Receiver operating characteristics (ROC) for discriminating curated, pathogenic mutations defined by the NIH ClinVar database matched to apparently benign ESP alleles (DAF ≥ 5%) with the same categorical consequence. The left panel shows genome-wide variants for which GerpS, PhCons, and PhyloP scores are defined (n=16,334), while the middle panel limits the analysis to missense changes (n=15,154), with missing values imputed to an upper value limit of each score, and right panel to missense changes for which PolyPhen, SIFT and Grantham scores are all defined (n=13,358). Versions of the right panel that exclude the overlap between PolyPhen training data and the ClinVar database or use a CADD model trained without PolyPhen as a feature are shown in Supplementary Fig. 12. Area under the curve (AUC) values are provided in the figure legend for each of the scores used.

Figure 4

Ranking of pathogenic ClinVar variants among the variants identified by whole genome sequencing of eleven human individuals from diverse populations. Left panel: Cumulative distributions of the ranks of 9,831 pathogenic ClinVar variants when “spiked in” to each of 11 personal genomes. For example, C-scores of ~30% of ClinVar variants rank in the top 0.1% of all variants within a personal genome, and most rank in the top 1%. About 25% of pathogenic ClinVar SNVs are not scored by PolyPhen/SIFT because of missing values or its restriction to missense variation; note also that ranks for PolyPhen/SIFT are computed among missense variants only and are therefore derived from far fewer total variants (see a plot restricted to missense variation in Supplementary Fig. 16).

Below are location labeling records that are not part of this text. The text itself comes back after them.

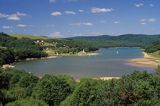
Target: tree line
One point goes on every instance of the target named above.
(20, 88)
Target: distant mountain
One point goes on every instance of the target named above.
(127, 40)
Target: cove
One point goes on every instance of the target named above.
(110, 62)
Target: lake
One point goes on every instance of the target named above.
(111, 62)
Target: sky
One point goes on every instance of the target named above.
(67, 18)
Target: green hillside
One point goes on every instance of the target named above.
(28, 36)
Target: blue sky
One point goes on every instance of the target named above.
(65, 18)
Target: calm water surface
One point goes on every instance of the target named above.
(109, 62)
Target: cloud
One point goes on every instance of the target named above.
(15, 17)
(139, 4)
(146, 21)
(56, 13)
(81, 10)
(70, 12)
(3, 15)
(152, 20)
(151, 5)
(143, 23)
(56, 35)
(82, 24)
(21, 25)
(101, 10)
(52, 1)
(6, 27)
(116, 22)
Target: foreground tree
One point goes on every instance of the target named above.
(52, 89)
(27, 102)
(89, 92)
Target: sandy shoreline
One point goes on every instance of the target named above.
(12, 65)
(147, 61)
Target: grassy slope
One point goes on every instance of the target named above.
(28, 36)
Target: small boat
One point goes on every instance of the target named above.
(117, 52)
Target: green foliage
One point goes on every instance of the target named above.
(27, 102)
(52, 89)
(87, 93)
(6, 56)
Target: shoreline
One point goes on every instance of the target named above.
(12, 65)
(146, 61)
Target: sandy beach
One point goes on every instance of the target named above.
(147, 61)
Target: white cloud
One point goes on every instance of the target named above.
(152, 20)
(101, 10)
(102, 21)
(116, 22)
(81, 10)
(143, 23)
(139, 4)
(6, 27)
(82, 24)
(56, 13)
(52, 1)
(21, 25)
(70, 12)
(146, 21)
(56, 35)
(3, 15)
(16, 16)
(151, 5)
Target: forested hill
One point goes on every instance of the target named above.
(20, 48)
(139, 40)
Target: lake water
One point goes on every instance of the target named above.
(109, 62)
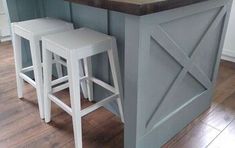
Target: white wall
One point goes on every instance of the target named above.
(229, 45)
(4, 23)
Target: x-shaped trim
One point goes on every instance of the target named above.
(186, 62)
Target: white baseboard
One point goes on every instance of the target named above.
(228, 55)
(4, 39)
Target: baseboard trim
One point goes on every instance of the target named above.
(228, 55)
(5, 39)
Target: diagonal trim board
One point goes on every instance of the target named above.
(160, 36)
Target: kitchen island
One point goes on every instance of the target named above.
(169, 53)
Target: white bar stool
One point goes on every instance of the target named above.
(74, 46)
(33, 30)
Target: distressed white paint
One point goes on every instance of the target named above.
(4, 23)
(74, 46)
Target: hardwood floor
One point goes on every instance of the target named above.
(21, 126)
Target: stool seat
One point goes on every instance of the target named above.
(42, 26)
(33, 30)
(77, 39)
(74, 46)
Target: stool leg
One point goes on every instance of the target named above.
(115, 69)
(74, 87)
(16, 40)
(83, 84)
(37, 67)
(58, 66)
(47, 73)
(88, 72)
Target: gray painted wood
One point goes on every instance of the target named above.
(175, 70)
(168, 64)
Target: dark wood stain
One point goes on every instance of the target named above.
(137, 7)
(21, 126)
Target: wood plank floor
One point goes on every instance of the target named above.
(21, 127)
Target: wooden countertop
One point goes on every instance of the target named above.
(137, 7)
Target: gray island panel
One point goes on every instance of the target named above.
(169, 60)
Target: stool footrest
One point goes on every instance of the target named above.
(87, 110)
(60, 87)
(28, 79)
(27, 69)
(60, 80)
(99, 104)
(60, 104)
(103, 84)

Right panel: A QQ-plot of the C-scores of the SNVs identified from the eleven individuals and pathogenic ClinVar SNVs. For a given scaled C-score observed in an individual, the fraction of that individual’s variants with a C-score at least that large was computed (y-axis). The C-score corresponding to this quantile of the distribution of all possible variants is displayed on the x-axis. High C-scores are underrepresented compared to the set of all possible variants. In contrast, known disease-causal variants from ClinVar have large C-scores relative to the set of all possible variants. This fact can be exploited to prioritize causal variants identified from whole genome sequencing of individual genomes (left panel and Supplementary Tables 10–11).

Figure 5

C-scores for GWAS SNPs are higher than nearby control SNPs and dependent on study sample size. The average scaled C-score (y-axis) is plotted for each category of SNP, as indicated by color, relative to the sample sizes of the association studies in which the SNPs were identified (x-axis). Sample size bins are log₂-scaled and mutually exclusive; for example, the bin labeled “1024” represents all SNPs from studies with between 512 and 1024 samples. Error bars are ±1 standard errors of the mean (SEM). Shaded rectangles represent the overall, i.e. across all sample sizes, scaled C-score means ±1 SEM for each category as indicated by the color.